Muito desse comportamento do Telegram tem a ver com o que pensam os donos e fundadores do aplicativo de mensagens, os irmãos russos Nikolai (41 anos) e Pavel Durov (37 anos). Eles tiveram uma formação parruda. O pai é um acadêmico e pesquisador que foi por décadas vinculado à Universidade Estadual de São Petersburgo. Nikolai é matemático premiado e exímio programador. Pavel, formado em filologia. Ao lançarem o Telegram, em agosto de 2013, eles trabalhavam numa solução que fosse a definição suprema de um território totalmente livre de pressão de qualquer Estado.

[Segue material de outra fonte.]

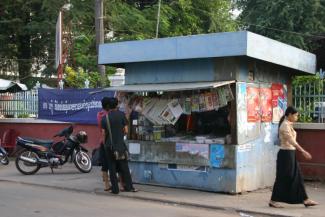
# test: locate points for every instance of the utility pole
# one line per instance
(99, 26)
(158, 19)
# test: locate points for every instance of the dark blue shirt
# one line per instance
(117, 122)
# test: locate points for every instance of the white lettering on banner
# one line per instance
(63, 106)
(134, 148)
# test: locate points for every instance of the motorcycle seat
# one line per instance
(43, 142)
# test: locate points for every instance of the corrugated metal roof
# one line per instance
(207, 46)
(169, 86)
(11, 86)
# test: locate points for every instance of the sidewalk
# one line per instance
(251, 204)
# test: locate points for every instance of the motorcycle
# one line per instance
(37, 153)
(3, 156)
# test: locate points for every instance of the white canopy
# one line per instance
(11, 86)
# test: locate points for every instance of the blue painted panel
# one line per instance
(185, 47)
(256, 160)
(217, 180)
(207, 46)
(170, 71)
(217, 155)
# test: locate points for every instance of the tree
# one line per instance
(131, 19)
(26, 34)
(290, 21)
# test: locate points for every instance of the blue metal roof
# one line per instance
(206, 46)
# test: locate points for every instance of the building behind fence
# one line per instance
(20, 104)
(309, 99)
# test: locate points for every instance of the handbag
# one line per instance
(96, 157)
(117, 153)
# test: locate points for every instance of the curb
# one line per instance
(156, 200)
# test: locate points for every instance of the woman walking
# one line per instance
(289, 184)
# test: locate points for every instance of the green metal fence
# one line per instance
(20, 104)
(309, 99)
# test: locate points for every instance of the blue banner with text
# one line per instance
(71, 105)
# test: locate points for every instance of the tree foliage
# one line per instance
(137, 19)
(26, 36)
(298, 20)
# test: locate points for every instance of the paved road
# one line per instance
(31, 201)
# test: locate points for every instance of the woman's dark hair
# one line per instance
(112, 103)
(105, 103)
(289, 110)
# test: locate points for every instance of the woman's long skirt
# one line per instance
(289, 184)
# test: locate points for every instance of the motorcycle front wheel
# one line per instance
(82, 162)
(27, 167)
(4, 160)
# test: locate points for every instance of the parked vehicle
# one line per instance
(37, 153)
(3, 156)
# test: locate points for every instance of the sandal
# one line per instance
(274, 205)
(134, 190)
(108, 189)
(309, 203)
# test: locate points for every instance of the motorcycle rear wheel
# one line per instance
(22, 166)
(4, 160)
(82, 162)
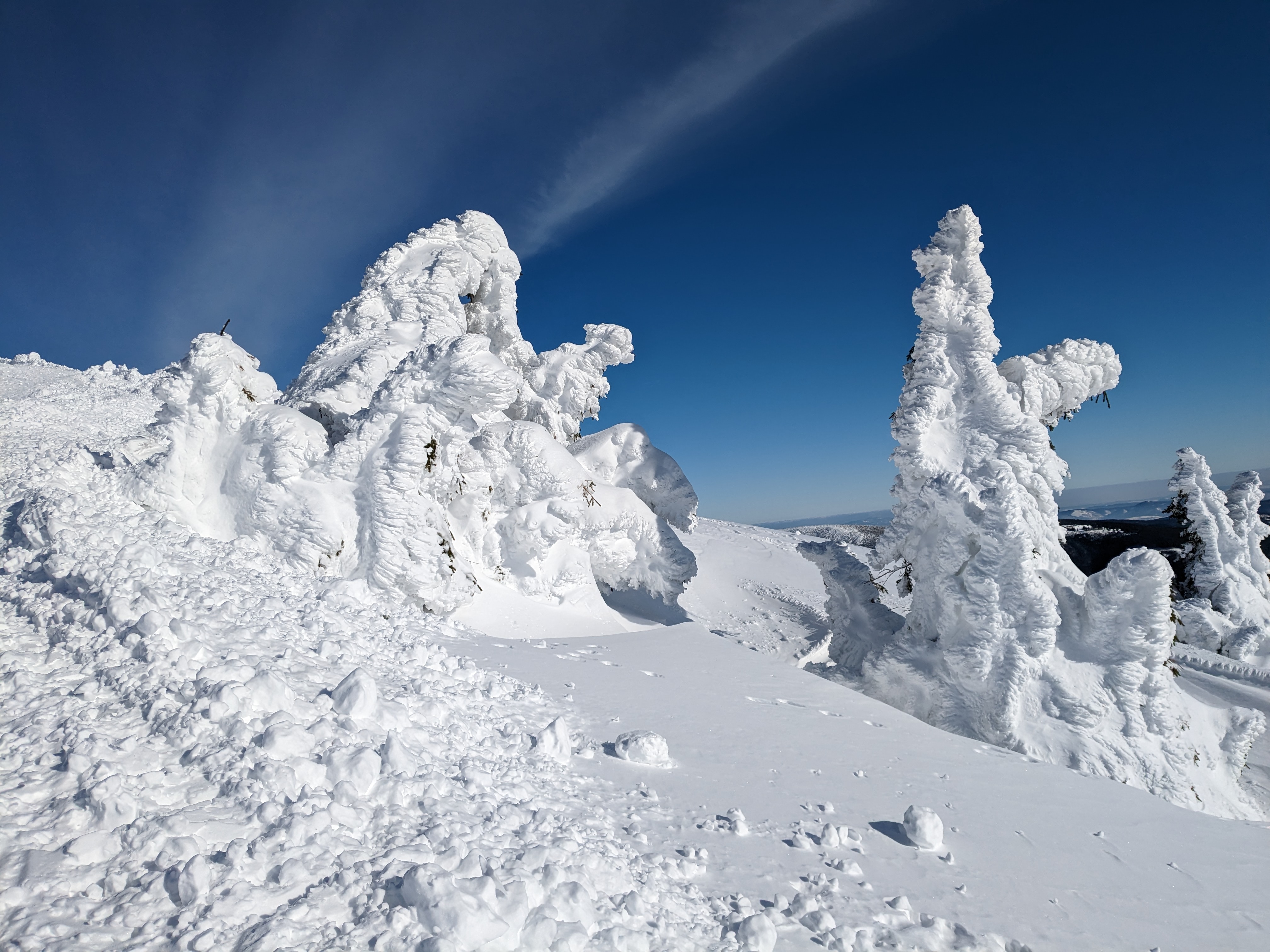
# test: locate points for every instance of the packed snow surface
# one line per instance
(394, 662)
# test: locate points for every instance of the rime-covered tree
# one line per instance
(1005, 639)
(1225, 589)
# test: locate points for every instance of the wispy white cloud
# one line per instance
(756, 38)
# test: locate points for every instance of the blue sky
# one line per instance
(738, 183)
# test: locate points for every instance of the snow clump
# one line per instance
(1225, 583)
(986, 627)
(924, 828)
(643, 748)
(238, 753)
(425, 447)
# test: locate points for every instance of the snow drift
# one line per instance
(425, 447)
(998, 634)
(1225, 586)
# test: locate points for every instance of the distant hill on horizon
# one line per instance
(1117, 501)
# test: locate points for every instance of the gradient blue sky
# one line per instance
(738, 183)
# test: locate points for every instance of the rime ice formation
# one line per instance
(1004, 638)
(413, 296)
(426, 447)
(1225, 584)
(624, 456)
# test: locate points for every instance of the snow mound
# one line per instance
(624, 456)
(422, 450)
(996, 634)
(238, 753)
(415, 295)
(643, 748)
(1225, 583)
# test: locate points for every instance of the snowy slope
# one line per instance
(394, 662)
(192, 786)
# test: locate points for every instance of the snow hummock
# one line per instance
(995, 632)
(1225, 584)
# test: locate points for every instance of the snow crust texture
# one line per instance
(426, 447)
(208, 748)
(1226, 582)
(991, 631)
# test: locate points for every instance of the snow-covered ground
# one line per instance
(395, 660)
(201, 780)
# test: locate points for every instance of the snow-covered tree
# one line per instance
(423, 450)
(976, 517)
(458, 277)
(1004, 638)
(1225, 589)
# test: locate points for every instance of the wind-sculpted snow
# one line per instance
(1004, 639)
(413, 295)
(624, 456)
(423, 462)
(208, 747)
(1225, 587)
(1052, 384)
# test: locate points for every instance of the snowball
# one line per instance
(284, 740)
(643, 748)
(397, 757)
(152, 624)
(554, 742)
(94, 847)
(624, 456)
(756, 933)
(193, 881)
(818, 922)
(360, 768)
(356, 696)
(924, 828)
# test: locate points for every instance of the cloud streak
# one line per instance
(758, 37)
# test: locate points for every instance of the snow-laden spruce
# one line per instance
(1004, 638)
(1225, 583)
(426, 449)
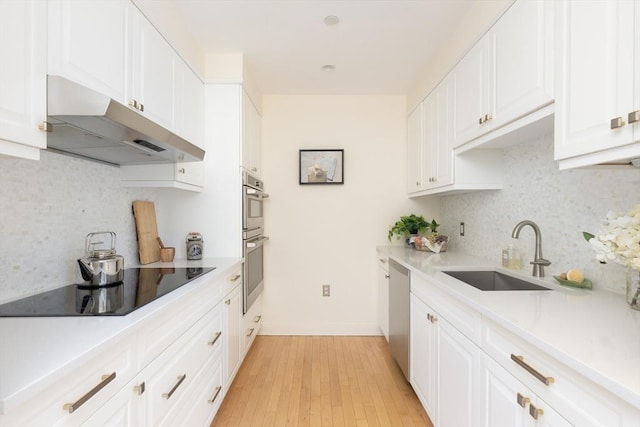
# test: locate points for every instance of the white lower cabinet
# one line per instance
(508, 402)
(444, 367)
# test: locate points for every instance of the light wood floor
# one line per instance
(320, 381)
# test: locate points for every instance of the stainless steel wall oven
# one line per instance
(253, 239)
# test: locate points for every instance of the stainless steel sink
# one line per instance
(489, 280)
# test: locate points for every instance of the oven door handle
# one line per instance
(258, 242)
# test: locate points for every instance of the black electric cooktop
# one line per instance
(139, 287)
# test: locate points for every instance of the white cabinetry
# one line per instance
(23, 80)
(598, 79)
(251, 136)
(383, 295)
(445, 366)
(232, 318)
(508, 74)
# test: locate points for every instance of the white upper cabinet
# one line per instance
(508, 74)
(598, 79)
(89, 42)
(23, 83)
(152, 73)
(251, 136)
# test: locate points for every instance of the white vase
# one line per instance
(633, 288)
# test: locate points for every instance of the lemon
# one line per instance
(575, 275)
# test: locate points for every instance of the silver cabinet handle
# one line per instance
(215, 338)
(215, 395)
(106, 379)
(139, 389)
(520, 361)
(175, 387)
(522, 401)
(617, 123)
(45, 127)
(535, 412)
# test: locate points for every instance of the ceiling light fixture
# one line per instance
(331, 20)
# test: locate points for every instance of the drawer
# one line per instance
(169, 377)
(203, 402)
(578, 399)
(162, 329)
(86, 386)
(464, 318)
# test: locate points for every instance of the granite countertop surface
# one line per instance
(593, 331)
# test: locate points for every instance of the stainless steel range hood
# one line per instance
(91, 125)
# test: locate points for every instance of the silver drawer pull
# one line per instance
(522, 401)
(215, 395)
(617, 123)
(215, 338)
(520, 361)
(106, 379)
(535, 412)
(175, 387)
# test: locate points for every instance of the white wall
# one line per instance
(47, 208)
(327, 234)
(562, 203)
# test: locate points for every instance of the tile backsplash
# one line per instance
(47, 208)
(562, 203)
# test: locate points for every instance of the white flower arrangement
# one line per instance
(620, 240)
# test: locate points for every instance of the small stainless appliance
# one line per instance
(399, 288)
(252, 202)
(101, 265)
(253, 239)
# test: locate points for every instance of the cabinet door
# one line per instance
(232, 316)
(383, 297)
(472, 92)
(189, 104)
(89, 43)
(459, 362)
(414, 149)
(23, 90)
(594, 76)
(523, 60)
(152, 82)
(251, 134)
(423, 356)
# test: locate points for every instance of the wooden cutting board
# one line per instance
(147, 231)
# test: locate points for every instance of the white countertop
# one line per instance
(42, 349)
(593, 331)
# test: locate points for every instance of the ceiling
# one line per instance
(377, 47)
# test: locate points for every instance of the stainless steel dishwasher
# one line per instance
(399, 315)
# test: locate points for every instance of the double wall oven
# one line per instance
(253, 238)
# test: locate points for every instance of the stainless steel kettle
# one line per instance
(101, 266)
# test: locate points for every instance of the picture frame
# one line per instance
(321, 166)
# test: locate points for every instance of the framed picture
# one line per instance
(321, 167)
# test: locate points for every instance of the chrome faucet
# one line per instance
(538, 261)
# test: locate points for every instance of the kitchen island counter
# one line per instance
(594, 331)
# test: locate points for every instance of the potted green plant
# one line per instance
(412, 225)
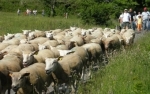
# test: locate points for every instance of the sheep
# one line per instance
(70, 65)
(38, 40)
(10, 62)
(31, 57)
(20, 36)
(9, 48)
(128, 37)
(32, 79)
(35, 34)
(95, 53)
(12, 41)
(3, 45)
(53, 43)
(84, 56)
(62, 47)
(111, 44)
(78, 39)
(8, 36)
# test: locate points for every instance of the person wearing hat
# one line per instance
(126, 18)
(145, 17)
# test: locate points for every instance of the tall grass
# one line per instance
(126, 73)
(12, 23)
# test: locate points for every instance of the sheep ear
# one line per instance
(70, 52)
(24, 74)
(59, 58)
(34, 52)
(10, 73)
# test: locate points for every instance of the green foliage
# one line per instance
(90, 11)
(12, 23)
(126, 73)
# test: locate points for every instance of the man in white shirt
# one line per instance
(126, 18)
(145, 17)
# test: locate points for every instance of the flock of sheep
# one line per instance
(31, 61)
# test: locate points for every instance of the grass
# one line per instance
(12, 23)
(126, 73)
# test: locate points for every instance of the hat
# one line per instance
(145, 8)
(125, 9)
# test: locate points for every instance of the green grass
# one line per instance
(10, 22)
(126, 73)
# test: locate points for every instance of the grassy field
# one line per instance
(12, 23)
(126, 73)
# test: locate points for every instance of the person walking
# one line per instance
(126, 18)
(18, 12)
(139, 23)
(145, 17)
(132, 21)
(120, 21)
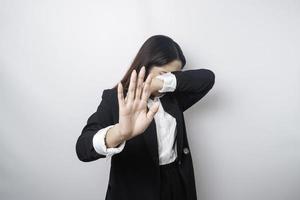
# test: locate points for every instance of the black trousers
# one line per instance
(172, 187)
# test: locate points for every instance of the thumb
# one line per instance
(153, 109)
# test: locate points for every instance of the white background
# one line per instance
(57, 57)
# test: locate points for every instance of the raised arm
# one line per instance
(102, 118)
(192, 85)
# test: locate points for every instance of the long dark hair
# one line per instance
(157, 50)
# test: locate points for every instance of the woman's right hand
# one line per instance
(133, 115)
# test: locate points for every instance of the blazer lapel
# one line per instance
(150, 136)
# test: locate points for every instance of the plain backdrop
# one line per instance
(57, 56)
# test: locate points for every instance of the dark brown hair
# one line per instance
(157, 50)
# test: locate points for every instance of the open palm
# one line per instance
(133, 116)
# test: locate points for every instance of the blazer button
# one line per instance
(186, 150)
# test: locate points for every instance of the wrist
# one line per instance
(121, 137)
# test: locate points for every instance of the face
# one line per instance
(175, 65)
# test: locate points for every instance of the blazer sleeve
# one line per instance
(98, 120)
(192, 85)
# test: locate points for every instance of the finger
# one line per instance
(140, 83)
(120, 94)
(132, 84)
(146, 89)
(153, 109)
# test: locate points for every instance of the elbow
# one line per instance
(210, 78)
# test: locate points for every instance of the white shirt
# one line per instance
(165, 127)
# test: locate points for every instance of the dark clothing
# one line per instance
(172, 186)
(135, 173)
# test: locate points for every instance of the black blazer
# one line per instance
(134, 172)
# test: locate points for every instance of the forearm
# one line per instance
(113, 136)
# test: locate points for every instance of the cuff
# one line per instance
(99, 144)
(169, 80)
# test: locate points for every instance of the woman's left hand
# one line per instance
(156, 84)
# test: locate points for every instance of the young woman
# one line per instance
(144, 133)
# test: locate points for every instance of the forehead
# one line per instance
(174, 65)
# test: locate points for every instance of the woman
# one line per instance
(144, 133)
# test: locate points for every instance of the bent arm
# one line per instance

Para o bem e para o mal. Numa reportagem do fim de 2015, ao TechCrunch, Pavel foi confrontado sobre o fato de integrantes do grupo Estado Islâmico usarem o app para conceber atos criminosos. “Penso que a privacidade, e nosso direito à privacidade, sejam mais importantes que nossos medos de que coisas ruins, como o terrorismo, aconteçam”, afirmou. Quatro anos depois, quando a Rússia ameaçou banir o Telegram, ele escreveu: “Devemos banir as palavras. Há informações de que terroristas se comunicam com elas.”
Pavel se tornou bilionário (sua fortuna é estimada em mais de US$ 17 bilhões) ao criar em 2006 o VKontakt, posteriormente conhecido como VK, a versão russa do Facebook. Nikolai era o programador-chefe. A plataforma virou um fenômeno. Segundo Pavel, a companhia passou a ter participações acionárias pesadas concentradas em pessoas ligadas a Vladimir Putin. Para ele, o grupo do líder russo queria usar o comando da empresa para coibir manifestações antiKremlin na rede social, ou mesmo espionar pessoas comuns. Pavel então se desfez de suas ações e criou o Telegram. Ele e Nikolai queriam, acima de tudo, um espaço livre de qualquer ingerência estatal. E qualquer ingerência estatal significa exatamente isso. De qualquer país, e por qualquer motivo. Os irmãos junto de duas dezenas de funcionários deixaram a Rússia, migraram primeiramente para a Alemanha e agora estão em Dubai, onde fica a sede do Telegram. E de onde a carta de Barroso foi ignorada e devolvida.